Discussion in 'CT3' started by John Lee, Jan 28, 2008.

  1. John Lee

    John Lee ActEd Tutor Staff Member

    Hi there

    Just posting a question I received from a student as it's really good.

     
  2. bobbathejobba

    bobbathejobba Member

    It's been a while since I've looked at these, but I would guess that E[|X-m|] is not used as it's messy to integrate - though I tried it out with f(x) = ¾(1-x²) -1<x<1 and got a value of 0.375 compared to a true sd of 0.447.

    I think the variance also has more useful statistical properties such as the chi-square distribution whereas a modulus most definitely won't.

    Got it! Just tried calculating E(|X-m|) for a U(0,2) and got zero! This will happen for all distributions that are wholly positive or wholly negative as E(|X-m|) = E(X-m) = E(X)-m = m - m = 0

    The 4th central moment is the kurtosis of a distribution and doesn't give the spread but the curvature of the distribution.
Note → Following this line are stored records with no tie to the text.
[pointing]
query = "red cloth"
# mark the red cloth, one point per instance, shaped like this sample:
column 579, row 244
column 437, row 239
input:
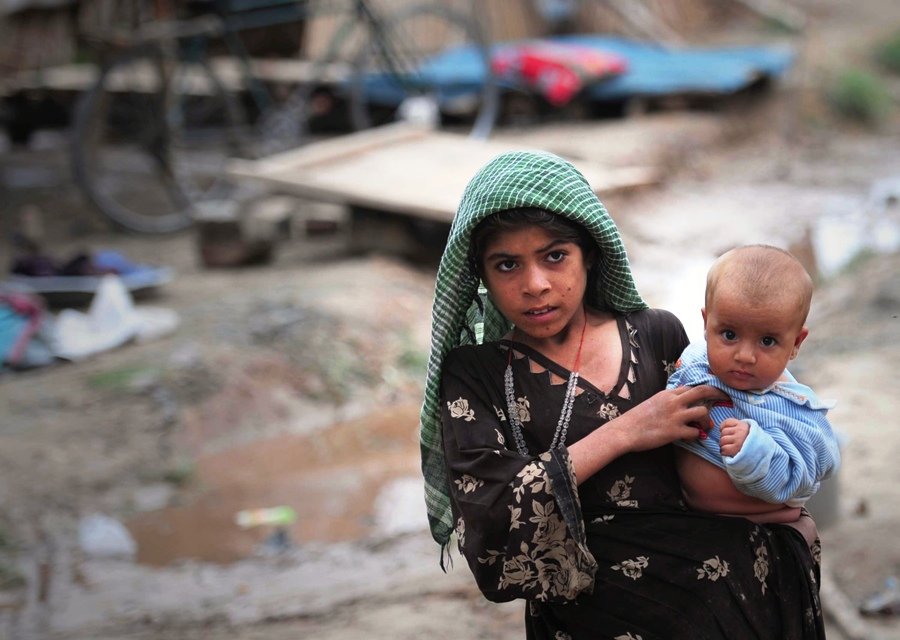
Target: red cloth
column 556, row 70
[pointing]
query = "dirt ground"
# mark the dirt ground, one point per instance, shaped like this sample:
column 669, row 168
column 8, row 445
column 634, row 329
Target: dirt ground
column 298, row 382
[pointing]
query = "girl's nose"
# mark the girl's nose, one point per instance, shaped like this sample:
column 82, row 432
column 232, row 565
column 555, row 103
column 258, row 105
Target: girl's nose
column 536, row 281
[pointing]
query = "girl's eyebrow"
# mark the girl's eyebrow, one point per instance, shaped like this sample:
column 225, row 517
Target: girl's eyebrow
column 498, row 255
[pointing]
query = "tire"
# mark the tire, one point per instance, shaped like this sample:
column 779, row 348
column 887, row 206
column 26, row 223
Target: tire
column 441, row 72
column 151, row 139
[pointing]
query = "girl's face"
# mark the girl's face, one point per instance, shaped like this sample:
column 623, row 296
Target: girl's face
column 536, row 279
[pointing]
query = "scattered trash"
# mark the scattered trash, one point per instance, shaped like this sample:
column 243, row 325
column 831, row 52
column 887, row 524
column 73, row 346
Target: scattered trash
column 103, row 537
column 886, row 602
column 111, row 321
column 282, row 516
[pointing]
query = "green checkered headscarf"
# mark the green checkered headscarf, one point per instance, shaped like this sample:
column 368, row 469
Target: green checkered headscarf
column 461, row 315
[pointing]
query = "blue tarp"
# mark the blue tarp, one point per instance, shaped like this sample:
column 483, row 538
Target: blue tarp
column 653, row 70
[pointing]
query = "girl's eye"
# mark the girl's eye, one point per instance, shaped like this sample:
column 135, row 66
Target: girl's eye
column 556, row 256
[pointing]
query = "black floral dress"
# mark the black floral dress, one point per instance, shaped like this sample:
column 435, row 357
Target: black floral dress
column 619, row 556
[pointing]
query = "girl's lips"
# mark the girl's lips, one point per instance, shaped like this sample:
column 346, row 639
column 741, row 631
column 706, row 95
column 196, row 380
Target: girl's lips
column 544, row 314
column 538, row 312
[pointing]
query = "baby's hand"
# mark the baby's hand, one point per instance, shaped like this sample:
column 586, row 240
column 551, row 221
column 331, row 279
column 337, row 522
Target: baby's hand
column 733, row 433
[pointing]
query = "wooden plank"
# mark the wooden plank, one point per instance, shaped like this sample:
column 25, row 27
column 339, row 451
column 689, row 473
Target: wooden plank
column 403, row 169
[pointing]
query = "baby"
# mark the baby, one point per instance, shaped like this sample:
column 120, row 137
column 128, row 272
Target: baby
column 771, row 443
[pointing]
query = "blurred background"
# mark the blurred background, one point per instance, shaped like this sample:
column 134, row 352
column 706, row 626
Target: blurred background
column 221, row 223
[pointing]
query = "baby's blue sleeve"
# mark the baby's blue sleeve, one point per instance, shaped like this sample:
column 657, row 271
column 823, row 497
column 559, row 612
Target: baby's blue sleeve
column 790, row 449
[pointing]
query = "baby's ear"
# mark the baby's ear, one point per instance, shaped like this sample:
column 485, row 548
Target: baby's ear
column 798, row 341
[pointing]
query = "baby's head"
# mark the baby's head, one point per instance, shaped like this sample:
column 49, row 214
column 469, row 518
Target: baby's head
column 757, row 300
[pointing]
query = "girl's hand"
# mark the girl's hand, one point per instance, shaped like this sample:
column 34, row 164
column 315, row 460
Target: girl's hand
column 673, row 414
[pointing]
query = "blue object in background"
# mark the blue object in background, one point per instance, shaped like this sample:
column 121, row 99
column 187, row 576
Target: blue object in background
column 653, row 70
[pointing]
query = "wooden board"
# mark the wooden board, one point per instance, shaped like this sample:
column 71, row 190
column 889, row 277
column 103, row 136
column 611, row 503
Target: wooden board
column 403, row 169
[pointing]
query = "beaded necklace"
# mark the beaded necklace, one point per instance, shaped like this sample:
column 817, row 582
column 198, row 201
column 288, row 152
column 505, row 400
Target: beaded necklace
column 562, row 426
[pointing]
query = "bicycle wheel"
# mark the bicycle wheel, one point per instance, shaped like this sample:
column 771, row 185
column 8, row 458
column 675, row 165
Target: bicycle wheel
column 429, row 63
column 151, row 140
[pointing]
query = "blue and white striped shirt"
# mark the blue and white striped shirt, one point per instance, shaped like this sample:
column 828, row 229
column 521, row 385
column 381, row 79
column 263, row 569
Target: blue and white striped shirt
column 791, row 446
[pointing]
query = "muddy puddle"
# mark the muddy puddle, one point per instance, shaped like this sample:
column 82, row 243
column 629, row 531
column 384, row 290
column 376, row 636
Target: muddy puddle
column 346, row 482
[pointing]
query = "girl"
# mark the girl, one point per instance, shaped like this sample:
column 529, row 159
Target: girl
column 546, row 433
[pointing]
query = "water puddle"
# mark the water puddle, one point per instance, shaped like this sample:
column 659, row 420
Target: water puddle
column 346, row 482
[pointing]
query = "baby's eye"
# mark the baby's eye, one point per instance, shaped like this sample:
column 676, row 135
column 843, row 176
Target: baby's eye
column 556, row 256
See here for details.

    I have no idea what the fifth moment gives - but looking at the progression it seems that it will give a different feature to the asymmetry. It still gives 0 for a symmetrical distribution but will be more weighted by extreme values.

    General details about moments can be found here.
     
    Last edited by a moderator: Feb 4, 2008
  3. Actuary

    Actuary Member

    There's a paragraph in the notes (Ch1 pg13) which refers to absolute function as "not a nice function to deal with mathematically - in particular ... has a nasty kink when x=0, whereas graph of x^2 is always a nice "smooth" curve."

    A bit fluffy but gets the point across. It represents spread in the simplest way.

    Higher order moments describe different things as bob says. E[(X - m)^5] represents the fifth central moment.